Tokenization converts text into discrete units (tokens) that language models can process. Traditional approaches use fixed vocabularies (BPE, WordPiece), but modern byte-level methods eliminate the need for predetermined vocabularies.
The choice of tokenization strategy significantly impacts model performance, efficiency, vocabulary size, and the ability to handle multiple languages or domains. Recent approaches operate directly on bytes to achieve true vocabulary-freedom.
Use byte-level tokenization when you need:
- True Multi-linguality: Handle any language without vocabulary constraints
- Robustness: Process any byte sequence (text, code, binary data)
- No Preprocessing: Eliminate tokenizer training and maintenance
- Long-tail Handling: Better performance on rare words/characters
- Simplicity: Single model for all languages and domains
Uses entropy-based dynamic patching to group bytes into variable-length patches, with a latent transformer processing patch-level representations.
Strengths:
- Dynamic patch sizes (adaptive to content complexity)
- Better scaling than fixed tokenization
- No tokenizer vocabulary
- Efficient handling of both simple and complex content
Weaknesses:
- Complex implementation (entropy computation, patching)
- Training requires careful tuning
- Inference overhead from dynamic patching
- Less mature than traditional tokenization
Use when: You want state-of-the-art byte-level modeling with adaptive granularity, especially for mixed-complexity content.
See: byte_latent_transformer.md
Applies Mamba (selective state space model) directly to raw bytes, leveraging SSM efficiency for long-range byte-level modeling.
Strengths:
- Efficient long-sequence modeling (SSM benefits)
- Simpler architecture than BLT (no dynamic patching)
- True language-agnostic
- Better scaling than byte-level transformers
Weaknesses:
- SSM complexity (harder to implement)
- May underperform on short sequences
- Limited to sequential processing
- Newer architecture (fewer resources)
Use when: You need efficient byte-level modeling for long sequences, or want to leverage SSM benefits for tokenizer-free models.
See: mambabyte.md
| Feature | BPE/WordPiece | BLT | MambaByte |
|---|---|---|---|
| Vocabulary | Fixed (30K-100K) | None (256 bytes) | None (256 bytes) |
| Multi-lingual | Limited | Excellent | Excellent |
| Robustness | Poor (OOV) | Excellent | Excellent |
| Sequence Length | Shorter | Medium (patches) | Longer (efficient) |
| Inference Speed | Fast | Medium | Fast-Medium |
| Training Complexity | Low | High | Medium-High |
| Implementation | Simple | Complex | Medium |
| Feature | Byte Latent Transformer | MambaByte |
|---|---|---|
| Architecture | Transformer + patching | Mamba SSM |
| Patch Strategy | Dynamic (entropy) | Fixed byte-level |
| Efficiency | Medium | High (SSM) |
| Long Context | Medium | High |
| Implementation | Complex | Medium |
| Maturity | Cutting-edge (2024) | Recent (2024) |
| Best Use Case | Mixed complexity | Long sequences |
- Pretraining Data: Byte-level models benefit from diverse, multilingual data
- Sequence Length: Start with shorter sequences during training, gradually increase
- Batch Size: Use larger batches than token-based models (compensate for longer sequences)

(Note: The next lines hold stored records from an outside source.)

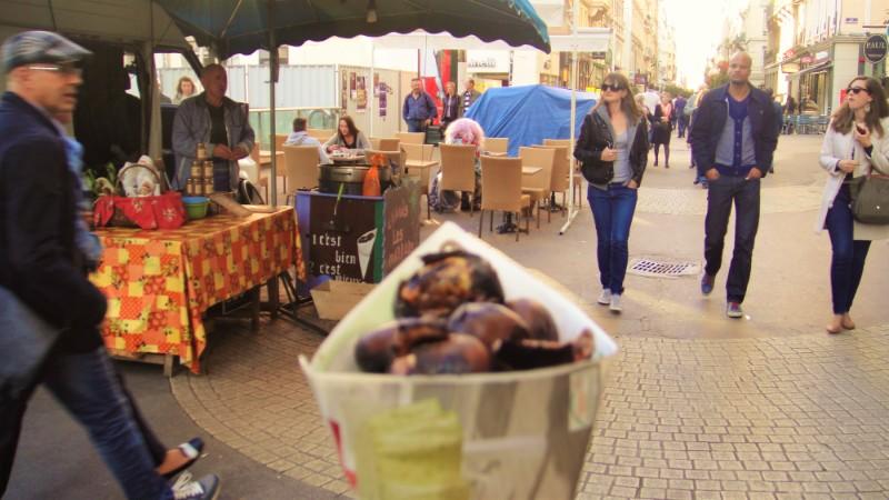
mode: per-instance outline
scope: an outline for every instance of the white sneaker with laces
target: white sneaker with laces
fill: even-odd
[[[219,478],[207,474],[193,481],[190,472],[180,476],[172,486],[176,500],[216,500],[219,497]]]
[[[611,303],[608,304],[611,312],[620,312],[623,308],[620,306],[620,293],[611,293]]]
[[[611,290],[605,289],[601,293],[599,293],[599,299],[597,300],[602,306],[610,306],[611,304]]]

- Learning Rate: Lower learning rates often work better for byte-level models
- Evaluation: Evaluate on bytes-per-character and bits-per-byte metrics
- Entropy Threshold Tuning: Adjust threshold based on content type (lower for structured data)
- Patch Size Limits: Set max/min patch sizes appropriate for your domain
- Local Encoder Depth: Deeper local encoders for complex within-patch patterns
- Latent Dimension: Balance patch-level and latent-level expressiveness
- State Size: Larger state sizes for more complex dependencies
- SSM Initialization: Use structured SSM initialization for stability
- Convolution Kernel: Adjust kernel size based on local pattern complexity
- Layer Depth: More layers compensate for SSM's different inductive bias
- Byte-level models need raw bytes (UTF-8 encoding)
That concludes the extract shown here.